The marshals appeared on the scene after the Table View Ratepayers’ Association (TVRA) and the Dunoon Taxi Association (DTA) met in May to talk about how to improve taxi-driver behaviour.
At the TVRA’s annual general meeting, at the Leibrandt van Niekerk Hall, on Wednesday November 22, chairman Andile Peter said the DTA had outlined a problem it had with taxis that came into Table View from many areas, including Khayelitsha and Gugulethu, making it hard to identify errant drivers.
A resident from the floor praised the DTA marshals for a job well done but asked if they couldn’t be spread out more evenly.
“If the DTA marshals were a political party, I would have voted for them,” he said.

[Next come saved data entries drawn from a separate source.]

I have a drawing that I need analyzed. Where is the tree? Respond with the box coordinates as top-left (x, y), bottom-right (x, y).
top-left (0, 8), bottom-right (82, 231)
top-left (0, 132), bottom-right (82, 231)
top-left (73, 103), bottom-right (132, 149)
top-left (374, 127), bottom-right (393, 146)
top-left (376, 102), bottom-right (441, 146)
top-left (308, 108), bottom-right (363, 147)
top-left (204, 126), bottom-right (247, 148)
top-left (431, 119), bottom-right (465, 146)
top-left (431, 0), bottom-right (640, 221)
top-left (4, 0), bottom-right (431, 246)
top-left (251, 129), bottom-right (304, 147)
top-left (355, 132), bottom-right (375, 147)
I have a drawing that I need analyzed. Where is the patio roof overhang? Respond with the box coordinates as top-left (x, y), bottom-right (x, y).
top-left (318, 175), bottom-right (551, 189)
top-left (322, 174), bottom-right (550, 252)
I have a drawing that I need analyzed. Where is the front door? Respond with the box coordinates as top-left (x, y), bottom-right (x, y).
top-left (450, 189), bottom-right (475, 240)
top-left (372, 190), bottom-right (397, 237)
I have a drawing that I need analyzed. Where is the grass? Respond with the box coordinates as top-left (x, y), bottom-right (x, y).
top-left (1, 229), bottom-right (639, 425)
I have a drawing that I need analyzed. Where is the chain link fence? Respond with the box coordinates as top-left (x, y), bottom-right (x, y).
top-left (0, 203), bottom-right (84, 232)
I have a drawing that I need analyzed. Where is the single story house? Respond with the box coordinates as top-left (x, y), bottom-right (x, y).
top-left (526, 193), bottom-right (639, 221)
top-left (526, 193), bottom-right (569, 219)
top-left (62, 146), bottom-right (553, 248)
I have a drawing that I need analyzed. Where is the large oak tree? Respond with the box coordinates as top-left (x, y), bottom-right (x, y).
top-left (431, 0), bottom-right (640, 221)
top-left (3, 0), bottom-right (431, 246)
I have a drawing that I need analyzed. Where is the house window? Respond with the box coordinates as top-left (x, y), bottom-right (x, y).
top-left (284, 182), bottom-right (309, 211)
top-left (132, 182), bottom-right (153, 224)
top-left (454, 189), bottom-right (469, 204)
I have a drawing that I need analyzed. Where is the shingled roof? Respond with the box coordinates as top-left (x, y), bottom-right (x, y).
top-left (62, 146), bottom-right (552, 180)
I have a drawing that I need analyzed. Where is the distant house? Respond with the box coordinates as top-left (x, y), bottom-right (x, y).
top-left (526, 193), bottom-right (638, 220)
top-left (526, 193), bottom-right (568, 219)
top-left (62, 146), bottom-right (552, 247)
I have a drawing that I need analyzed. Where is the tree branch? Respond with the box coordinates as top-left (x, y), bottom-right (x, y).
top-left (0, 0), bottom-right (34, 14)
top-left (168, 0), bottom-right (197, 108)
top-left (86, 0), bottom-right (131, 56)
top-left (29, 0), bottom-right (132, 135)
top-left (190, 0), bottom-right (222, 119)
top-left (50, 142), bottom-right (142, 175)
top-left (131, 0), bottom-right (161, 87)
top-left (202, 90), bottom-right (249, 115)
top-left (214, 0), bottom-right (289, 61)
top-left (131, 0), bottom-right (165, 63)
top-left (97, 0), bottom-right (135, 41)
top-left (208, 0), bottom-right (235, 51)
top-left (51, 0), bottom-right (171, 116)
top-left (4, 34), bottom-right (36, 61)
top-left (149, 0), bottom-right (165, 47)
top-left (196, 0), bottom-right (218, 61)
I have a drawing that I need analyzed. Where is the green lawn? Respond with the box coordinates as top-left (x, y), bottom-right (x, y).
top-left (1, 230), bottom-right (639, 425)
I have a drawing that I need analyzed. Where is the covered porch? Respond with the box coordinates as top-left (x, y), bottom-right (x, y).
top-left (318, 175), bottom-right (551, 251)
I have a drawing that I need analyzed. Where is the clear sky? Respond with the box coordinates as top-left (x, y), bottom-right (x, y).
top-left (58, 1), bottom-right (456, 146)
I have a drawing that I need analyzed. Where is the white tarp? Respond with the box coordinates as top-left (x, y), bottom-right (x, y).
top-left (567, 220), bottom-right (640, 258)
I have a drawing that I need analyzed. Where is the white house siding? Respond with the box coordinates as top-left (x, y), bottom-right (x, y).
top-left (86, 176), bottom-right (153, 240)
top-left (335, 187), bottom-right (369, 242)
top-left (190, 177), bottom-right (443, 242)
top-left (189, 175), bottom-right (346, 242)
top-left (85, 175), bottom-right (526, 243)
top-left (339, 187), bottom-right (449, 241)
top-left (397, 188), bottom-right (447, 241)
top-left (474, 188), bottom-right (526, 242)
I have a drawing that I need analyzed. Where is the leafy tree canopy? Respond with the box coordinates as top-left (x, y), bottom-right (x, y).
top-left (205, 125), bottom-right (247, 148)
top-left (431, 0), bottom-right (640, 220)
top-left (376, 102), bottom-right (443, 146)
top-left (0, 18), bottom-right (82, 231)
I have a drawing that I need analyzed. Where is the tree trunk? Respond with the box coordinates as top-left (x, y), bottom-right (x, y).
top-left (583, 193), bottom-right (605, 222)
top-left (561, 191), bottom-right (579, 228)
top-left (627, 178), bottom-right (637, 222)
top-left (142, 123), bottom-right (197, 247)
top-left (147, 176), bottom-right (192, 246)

The man said there were no marshals at some intersections, such as the Montague Gardens and Koeberg Road interchange, while at other spots there were three to four.
Another resident said the taxi-marshals plan could work elsewhere. “The roads are safer now with the DTA marshals. Taxis in other areas are going to learn from what is happening in Table View,” he said.
Also at the meeting, Ward 113 councillor Dr Joy McCarthy said she had had vagrants moved from the area near the water slide and baby drop, which she said was now “neat and tidy”.
But she said she was “losing Potsdam interchange” to vagrancy, gangsters, drugs and prostitution, and nothing could be done until the anti-land invasion unit stepped in. Vagrants were also invading neglected greenbelts in her ward.
She said she had fenced Regent Road greenbelt and was considering turning the area into a leash-free dog park. The gates would close at sunset and opened at sunrise by “park monitors”, residents living nearby.